Alligator Pie, first published in 1974, is a book of children's poetry written by Dennis Lee and illustrated by Frank Newfeld. It won the Book of the Year award from the Canadian Library Association in 1975. The book had multiple adaptations and led to Lee being named "Canada's Father Goose".

Poems

Alligator Pie
Wiggle to the Laundromat
Singa Songa
Bouncing Song
Street Song
Mumbo, Jumbo
Willaby Wallaby woo
Lying on Things
Rattlesnake Skipping Song
Bed Song
In Kamloops
Billy Batter
Ookpik
Bump on Your Thumb
The Special Person
Like a Giant in a Towel
Flying Out of Holes
William Lyon Mackenzie King
Tony Baloney
Skyscraper
Tricking
I Found a Silver Dollar
If You Should Meet
Higgledy Piggeldy
Thinking in Bed
Nicholas Grouch
Psychapoo
On Tuesdays I Polish my Uncle
The Fishes of Kempenfelt Bay
Kahshe or Chicoutimi
Tongue Twister
The Hockey Game
Peter Rabbit
The Friends
The Sitter and the Butter and the Better Batter Fritter
Windshield Wipers

Publication

One of his daughters wanted to be read a poem before she went to sleep and Lee "knew lots of nursery rhymes but none of them seemed right for a small Canadian about to go off to sleep" which contributed to him writing the collection. The first people to listen to the poems were Lee's two daughters, who did not like that the poems had no pictures although they liked the "silly words". It took Lee nine years to finish the book. It was published in 1974 by Macmillan Publishers and Frank Newfeld illustrated the poems. The poetry has a "Canadian context".

Adaptations
Theatre Passe Muraille has produced stage adaptations of the collection since 1974. The plays were performed by "weaving the characters and stories together with bits of dialogue, music and movement." The Vancouver East Cultural Centre held the Theatre Passe Muraille's play in December 1984, and the organization invited children in the Lower Mainland to send in their own Alligator Pie art. The submissions could be from children in preschool to 6th grade with any type of two-dimensional art being accepted.

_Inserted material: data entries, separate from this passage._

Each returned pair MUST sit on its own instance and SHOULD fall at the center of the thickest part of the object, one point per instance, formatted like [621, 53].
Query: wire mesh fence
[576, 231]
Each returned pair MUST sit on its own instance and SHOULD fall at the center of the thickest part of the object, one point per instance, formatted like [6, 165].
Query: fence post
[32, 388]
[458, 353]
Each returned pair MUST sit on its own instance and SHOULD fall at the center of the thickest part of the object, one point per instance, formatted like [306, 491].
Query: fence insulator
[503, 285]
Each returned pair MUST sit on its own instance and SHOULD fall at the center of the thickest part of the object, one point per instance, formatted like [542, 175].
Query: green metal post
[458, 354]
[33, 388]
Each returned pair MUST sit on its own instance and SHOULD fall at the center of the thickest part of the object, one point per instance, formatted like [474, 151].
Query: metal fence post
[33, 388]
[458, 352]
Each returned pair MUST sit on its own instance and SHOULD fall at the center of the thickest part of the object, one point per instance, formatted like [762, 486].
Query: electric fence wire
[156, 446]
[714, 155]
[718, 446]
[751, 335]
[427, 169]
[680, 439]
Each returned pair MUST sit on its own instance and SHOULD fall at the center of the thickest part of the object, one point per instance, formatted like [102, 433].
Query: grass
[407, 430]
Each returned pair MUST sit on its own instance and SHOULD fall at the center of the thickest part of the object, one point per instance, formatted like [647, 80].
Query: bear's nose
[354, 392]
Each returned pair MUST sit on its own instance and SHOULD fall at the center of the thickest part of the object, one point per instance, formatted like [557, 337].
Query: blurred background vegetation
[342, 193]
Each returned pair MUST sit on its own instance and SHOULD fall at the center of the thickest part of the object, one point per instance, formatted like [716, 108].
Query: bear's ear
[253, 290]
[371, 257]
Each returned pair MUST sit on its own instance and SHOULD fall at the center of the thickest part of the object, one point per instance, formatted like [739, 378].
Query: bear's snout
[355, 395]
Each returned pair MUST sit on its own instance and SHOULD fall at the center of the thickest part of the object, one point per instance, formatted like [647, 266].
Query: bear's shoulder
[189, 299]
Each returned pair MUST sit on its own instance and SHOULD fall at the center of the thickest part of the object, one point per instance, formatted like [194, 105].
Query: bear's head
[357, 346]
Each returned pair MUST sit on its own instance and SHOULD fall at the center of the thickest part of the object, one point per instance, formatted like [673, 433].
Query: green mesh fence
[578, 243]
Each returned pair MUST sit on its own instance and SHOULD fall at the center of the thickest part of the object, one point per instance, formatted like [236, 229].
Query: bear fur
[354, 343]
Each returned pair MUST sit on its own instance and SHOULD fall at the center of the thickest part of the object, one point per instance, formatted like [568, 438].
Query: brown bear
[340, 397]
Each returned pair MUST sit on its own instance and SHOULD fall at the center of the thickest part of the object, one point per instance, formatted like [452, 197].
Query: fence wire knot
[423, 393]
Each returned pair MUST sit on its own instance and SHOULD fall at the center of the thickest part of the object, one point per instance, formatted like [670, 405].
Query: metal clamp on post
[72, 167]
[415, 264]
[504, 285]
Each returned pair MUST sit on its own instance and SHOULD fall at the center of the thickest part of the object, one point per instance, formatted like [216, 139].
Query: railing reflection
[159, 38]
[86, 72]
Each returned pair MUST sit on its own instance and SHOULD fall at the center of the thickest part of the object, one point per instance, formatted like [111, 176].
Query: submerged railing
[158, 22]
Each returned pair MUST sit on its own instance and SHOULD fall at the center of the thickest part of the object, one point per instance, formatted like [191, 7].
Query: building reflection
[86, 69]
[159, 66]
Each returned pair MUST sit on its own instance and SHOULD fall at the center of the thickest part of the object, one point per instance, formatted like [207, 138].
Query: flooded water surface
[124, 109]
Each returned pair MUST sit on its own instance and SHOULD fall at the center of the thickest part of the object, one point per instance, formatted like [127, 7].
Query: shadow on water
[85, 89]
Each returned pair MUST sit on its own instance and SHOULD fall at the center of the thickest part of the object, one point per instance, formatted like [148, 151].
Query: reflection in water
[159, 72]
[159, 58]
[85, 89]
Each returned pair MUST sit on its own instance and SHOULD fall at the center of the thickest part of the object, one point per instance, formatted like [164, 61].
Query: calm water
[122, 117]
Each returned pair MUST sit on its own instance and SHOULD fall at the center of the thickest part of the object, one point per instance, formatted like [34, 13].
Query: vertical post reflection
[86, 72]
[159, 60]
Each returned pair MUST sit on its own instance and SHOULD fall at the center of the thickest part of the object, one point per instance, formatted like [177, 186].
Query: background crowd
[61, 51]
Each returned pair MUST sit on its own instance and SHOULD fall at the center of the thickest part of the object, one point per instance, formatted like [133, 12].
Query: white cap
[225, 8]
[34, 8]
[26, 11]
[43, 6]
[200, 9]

In 1991, Alligator Pie was made into a short film with puppeteering by Jani Lauzon. CBC Television played the film on its evening Family Hour programming block in 1992. The film is mostly in live action, but it also has claymation and puppets. The Times Colonist said, "It's a masterful adaptation of Lee's verse woven together to form an entire narrative." The film was released on VHS in 1991. It was released on DVD in the 10 Movie Kid's Pack Volume 3 by Echo Bridge Home Entertainment in 2011.

In 2013, celebrities in Canada read the poem Alligator Pie which was edited into a single video. The celebrities included Sarah McLachlan, Carly Rae Jepsen, Steve Nash, and Elisha Cuthbert. The video was on Amazon's Canada website first while sending one dollar donations from individual sales of Lee's books to the TD Canadian Children’s Book Week. The promotion was to "send 30 authors, illustrators, and storytellers to schools, libraries, bookstores, and community centers across Canada." It was later released on YouTube and Facebook by HarperCollins Canada.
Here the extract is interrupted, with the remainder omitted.